The annual Run N Gun filmmaking competition invites teams to create short movies under extreme time constraints. The six-minute film produced by Team Sunshine Goats was titled Corporate Retreat: The Story of Shovel Jack.
Seven cast members, supported by another eight contributors behind the scenes, devised a comedic tale of an office team-building exercise gone awry. Manic self-preservation efforts and ill-fated attempts to outwit work colleagues make the plot a madcap version of Lord of the Flies.
According to director and producer Marc Buzzell, team members connected through their mutual passion for audiovisual production. Several attended Capilano University’s film program in the early 2000s. Others currently work in the media industry, designing sets or producing current affairs programming for television.
It was the first time that the group united to enter the Run N Gun competition, which this year attracted more than 70 short film submissions.
“We all kind of do our own thing, but we all met up [on the contest weekend of June 3 to 5] and just had a great time,” said Buzzell.

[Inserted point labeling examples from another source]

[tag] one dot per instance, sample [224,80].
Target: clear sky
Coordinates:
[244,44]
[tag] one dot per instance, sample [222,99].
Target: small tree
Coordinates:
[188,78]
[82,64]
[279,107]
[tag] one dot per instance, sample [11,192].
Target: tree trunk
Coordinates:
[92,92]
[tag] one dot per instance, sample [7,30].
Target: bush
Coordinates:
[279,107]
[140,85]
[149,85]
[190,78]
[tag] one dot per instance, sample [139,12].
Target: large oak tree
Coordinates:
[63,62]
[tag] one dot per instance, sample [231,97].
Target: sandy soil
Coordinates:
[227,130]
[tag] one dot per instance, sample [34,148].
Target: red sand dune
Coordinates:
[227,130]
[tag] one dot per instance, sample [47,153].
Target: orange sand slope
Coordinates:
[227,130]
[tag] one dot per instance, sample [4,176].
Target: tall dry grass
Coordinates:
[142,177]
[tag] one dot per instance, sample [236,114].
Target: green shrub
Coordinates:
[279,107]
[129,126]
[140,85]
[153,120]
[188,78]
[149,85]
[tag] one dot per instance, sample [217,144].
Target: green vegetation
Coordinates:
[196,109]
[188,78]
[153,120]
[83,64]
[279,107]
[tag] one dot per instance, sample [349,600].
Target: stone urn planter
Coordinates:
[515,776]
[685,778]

To prevent filmmakers from preparing material in advance, each team that competed in Run N Gun was given three surprise elements to include. Sunshine Goats had to incorporate the theme of urban legends, a prop shovel, and a specific line of dialogue: “This is the stuff that (blank) are made of.”
At the start of the 48-hour filmmaking period, contest organizers announced the rules and constraints via a video livestream.

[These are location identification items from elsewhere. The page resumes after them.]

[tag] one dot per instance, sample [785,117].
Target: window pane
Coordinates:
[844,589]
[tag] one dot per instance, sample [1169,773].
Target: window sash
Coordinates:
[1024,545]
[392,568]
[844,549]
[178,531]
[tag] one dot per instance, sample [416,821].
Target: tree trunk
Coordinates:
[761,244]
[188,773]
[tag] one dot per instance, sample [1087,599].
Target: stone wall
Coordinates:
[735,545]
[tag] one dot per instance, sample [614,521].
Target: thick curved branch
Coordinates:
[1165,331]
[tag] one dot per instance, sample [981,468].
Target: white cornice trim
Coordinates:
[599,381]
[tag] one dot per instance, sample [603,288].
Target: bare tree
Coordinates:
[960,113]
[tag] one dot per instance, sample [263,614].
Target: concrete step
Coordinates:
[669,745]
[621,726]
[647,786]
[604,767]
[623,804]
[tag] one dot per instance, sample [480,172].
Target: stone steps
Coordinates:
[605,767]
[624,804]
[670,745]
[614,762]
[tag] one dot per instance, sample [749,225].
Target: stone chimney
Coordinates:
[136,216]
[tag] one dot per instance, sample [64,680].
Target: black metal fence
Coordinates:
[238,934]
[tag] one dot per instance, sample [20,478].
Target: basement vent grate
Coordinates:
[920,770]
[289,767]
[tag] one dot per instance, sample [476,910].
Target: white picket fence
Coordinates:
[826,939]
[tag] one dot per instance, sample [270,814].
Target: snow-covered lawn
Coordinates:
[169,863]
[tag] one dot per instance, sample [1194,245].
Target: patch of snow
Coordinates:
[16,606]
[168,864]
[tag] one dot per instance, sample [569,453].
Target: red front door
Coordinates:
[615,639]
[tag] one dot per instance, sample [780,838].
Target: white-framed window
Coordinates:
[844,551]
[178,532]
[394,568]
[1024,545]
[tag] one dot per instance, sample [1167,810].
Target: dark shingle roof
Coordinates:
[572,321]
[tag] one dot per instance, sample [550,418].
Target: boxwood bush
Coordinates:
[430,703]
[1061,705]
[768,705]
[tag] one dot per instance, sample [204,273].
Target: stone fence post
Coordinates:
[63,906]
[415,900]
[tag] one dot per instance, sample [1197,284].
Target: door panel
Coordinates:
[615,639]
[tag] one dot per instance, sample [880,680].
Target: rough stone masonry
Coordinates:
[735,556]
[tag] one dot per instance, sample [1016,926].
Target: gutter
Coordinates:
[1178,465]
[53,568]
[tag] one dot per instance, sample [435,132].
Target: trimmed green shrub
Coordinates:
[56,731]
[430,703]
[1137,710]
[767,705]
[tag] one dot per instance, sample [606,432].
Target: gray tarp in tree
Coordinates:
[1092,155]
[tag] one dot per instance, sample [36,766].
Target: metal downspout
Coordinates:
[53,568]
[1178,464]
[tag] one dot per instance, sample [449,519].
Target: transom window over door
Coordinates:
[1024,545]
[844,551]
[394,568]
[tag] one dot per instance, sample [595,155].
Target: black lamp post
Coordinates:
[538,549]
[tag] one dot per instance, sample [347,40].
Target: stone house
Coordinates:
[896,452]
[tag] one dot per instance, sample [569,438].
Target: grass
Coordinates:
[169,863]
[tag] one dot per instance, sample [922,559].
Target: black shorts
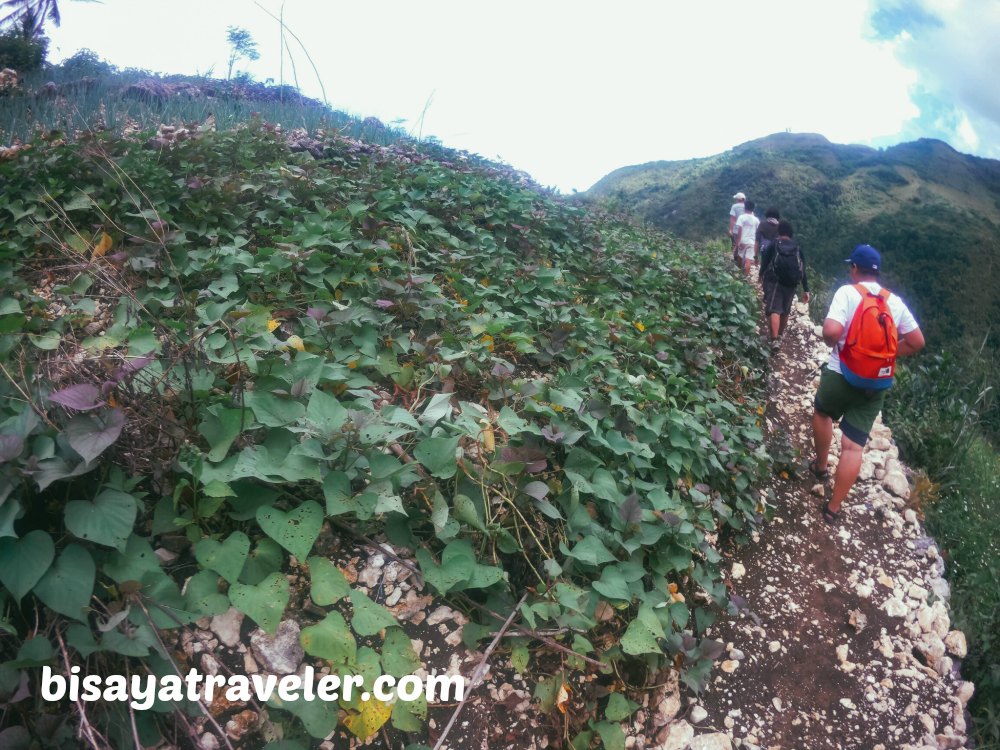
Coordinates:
[777,297]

“Once the contest started, we were 15 people in my living room just blurting out ideas at each other,” said Buzzell. “I don’t even know how that’s possible, for 15 people to come up with a story, but it happened and it was amazing. We actually had a pretty funny concept within a few hours of all being together.”

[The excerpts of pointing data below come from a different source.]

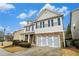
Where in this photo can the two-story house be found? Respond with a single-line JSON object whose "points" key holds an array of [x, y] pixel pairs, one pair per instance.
{"points": [[46, 30], [75, 23]]}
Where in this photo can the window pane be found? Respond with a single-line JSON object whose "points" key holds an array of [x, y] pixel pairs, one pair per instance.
{"points": [[36, 25], [40, 24], [52, 22], [58, 21], [43, 24], [55, 22], [48, 23]]}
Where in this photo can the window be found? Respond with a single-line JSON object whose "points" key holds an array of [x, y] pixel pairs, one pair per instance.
{"points": [[40, 24], [27, 28], [48, 23], [55, 22], [36, 25], [32, 27], [43, 24], [58, 21], [52, 22]]}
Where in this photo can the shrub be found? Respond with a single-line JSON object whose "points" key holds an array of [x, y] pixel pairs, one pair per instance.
{"points": [[75, 43], [24, 44], [16, 42]]}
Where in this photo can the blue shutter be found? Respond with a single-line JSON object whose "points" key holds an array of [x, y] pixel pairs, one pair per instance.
{"points": [[52, 22], [43, 24], [48, 23], [58, 21]]}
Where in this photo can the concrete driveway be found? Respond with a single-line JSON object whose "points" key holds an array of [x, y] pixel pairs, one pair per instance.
{"points": [[4, 53], [40, 51], [34, 51]]}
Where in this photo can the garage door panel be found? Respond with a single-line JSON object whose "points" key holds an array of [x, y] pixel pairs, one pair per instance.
{"points": [[56, 42], [43, 41], [51, 41]]}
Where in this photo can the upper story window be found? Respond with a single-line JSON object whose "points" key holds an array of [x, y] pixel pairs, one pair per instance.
{"points": [[32, 27], [40, 24], [58, 21], [43, 24], [28, 28], [36, 25], [51, 22], [48, 23], [55, 22]]}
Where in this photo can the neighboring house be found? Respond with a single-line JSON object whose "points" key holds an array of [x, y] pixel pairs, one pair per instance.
{"points": [[46, 30], [17, 35], [75, 23]]}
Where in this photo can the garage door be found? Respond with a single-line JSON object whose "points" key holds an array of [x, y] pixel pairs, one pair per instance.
{"points": [[51, 41]]}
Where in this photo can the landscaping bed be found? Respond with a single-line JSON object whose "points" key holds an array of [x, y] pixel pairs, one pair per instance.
{"points": [[70, 52], [13, 49]]}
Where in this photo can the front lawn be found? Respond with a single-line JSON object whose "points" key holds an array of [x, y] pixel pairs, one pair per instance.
{"points": [[13, 49], [70, 52]]}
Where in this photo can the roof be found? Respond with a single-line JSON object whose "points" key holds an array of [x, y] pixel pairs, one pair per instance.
{"points": [[75, 10], [18, 31], [42, 13], [45, 10]]}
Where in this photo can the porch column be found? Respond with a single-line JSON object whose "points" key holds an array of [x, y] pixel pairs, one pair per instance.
{"points": [[28, 38]]}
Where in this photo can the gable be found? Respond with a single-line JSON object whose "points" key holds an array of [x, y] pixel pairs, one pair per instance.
{"points": [[46, 14]]}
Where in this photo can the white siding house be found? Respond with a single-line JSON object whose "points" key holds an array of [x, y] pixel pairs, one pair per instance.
{"points": [[75, 23]]}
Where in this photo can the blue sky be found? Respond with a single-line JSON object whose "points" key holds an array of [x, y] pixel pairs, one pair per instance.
{"points": [[13, 16]]}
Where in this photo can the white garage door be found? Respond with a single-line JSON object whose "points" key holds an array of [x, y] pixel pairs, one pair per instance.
{"points": [[51, 41]]}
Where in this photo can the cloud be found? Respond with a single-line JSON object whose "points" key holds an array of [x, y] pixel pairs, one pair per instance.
{"points": [[7, 29], [5, 6], [1, 28], [23, 23], [26, 15], [22, 16], [62, 10]]}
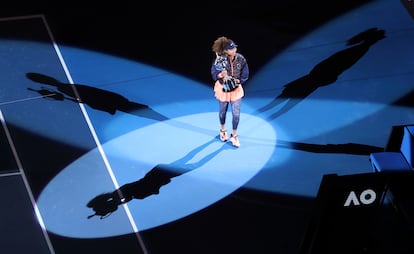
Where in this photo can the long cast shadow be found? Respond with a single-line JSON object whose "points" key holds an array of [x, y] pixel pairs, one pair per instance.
{"points": [[348, 148], [324, 73], [105, 204], [95, 98]]}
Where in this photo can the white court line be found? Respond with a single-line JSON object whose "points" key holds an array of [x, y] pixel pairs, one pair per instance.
{"points": [[98, 143], [26, 183]]}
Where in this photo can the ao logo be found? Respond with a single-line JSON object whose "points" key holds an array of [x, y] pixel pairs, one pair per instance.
{"points": [[366, 197]]}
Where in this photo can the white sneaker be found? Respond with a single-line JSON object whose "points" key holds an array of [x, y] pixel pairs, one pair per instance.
{"points": [[235, 140], [223, 135]]}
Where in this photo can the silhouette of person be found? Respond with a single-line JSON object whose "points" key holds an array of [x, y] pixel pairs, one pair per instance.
{"points": [[324, 73], [105, 204], [96, 98]]}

After drafting a script, the teammates adjourned until dawn. Buzzell had previously scouted a location in a forest clearing off the B & K logging road in Roberts Creek. “We didn’t know what we were going to do originally,” recalled Buzzell, “but we thought it would be super cool to do something in the woods. And also because we’re competing against Vancouver, which is a pretty urban centre, we could use the woods to switch it up a little bit to our advantage.”
Rain started to fall near the end of the 12-hour shoot. Buzzell and fellow editor Rob Levesque began to assemble the footage immediately, aided by post-production contributors Laura Clarke, Brian Hubenig and Brittany Broderson. Minutes before the deadline, Buzzell’s computer crashed and required impromptu hardware maintenance. The team exported their video and uploaded proof of completion just one minute before the final deadline.
Contest rules permit audio sweetening after the original submission, which was completed by professional sound designer Christopher Cleator at Howe Sound Post Audio.
The film was screened alongside 15 other submissions during the competition’s All Ages Show at the Rio Theatre on July 4. “We didn’t make the final, unfortunately,” said Buzzell. “But it was really fun just to see the reactions of people, laughing at everything in the movie.”
Team Sunshine Goats plans to re-assemble for next year’s competition. “Because this contest has a firm timeline,” said Buzzell, “and everyone who enters is going to screen, it’s easy to get people to jump on board.”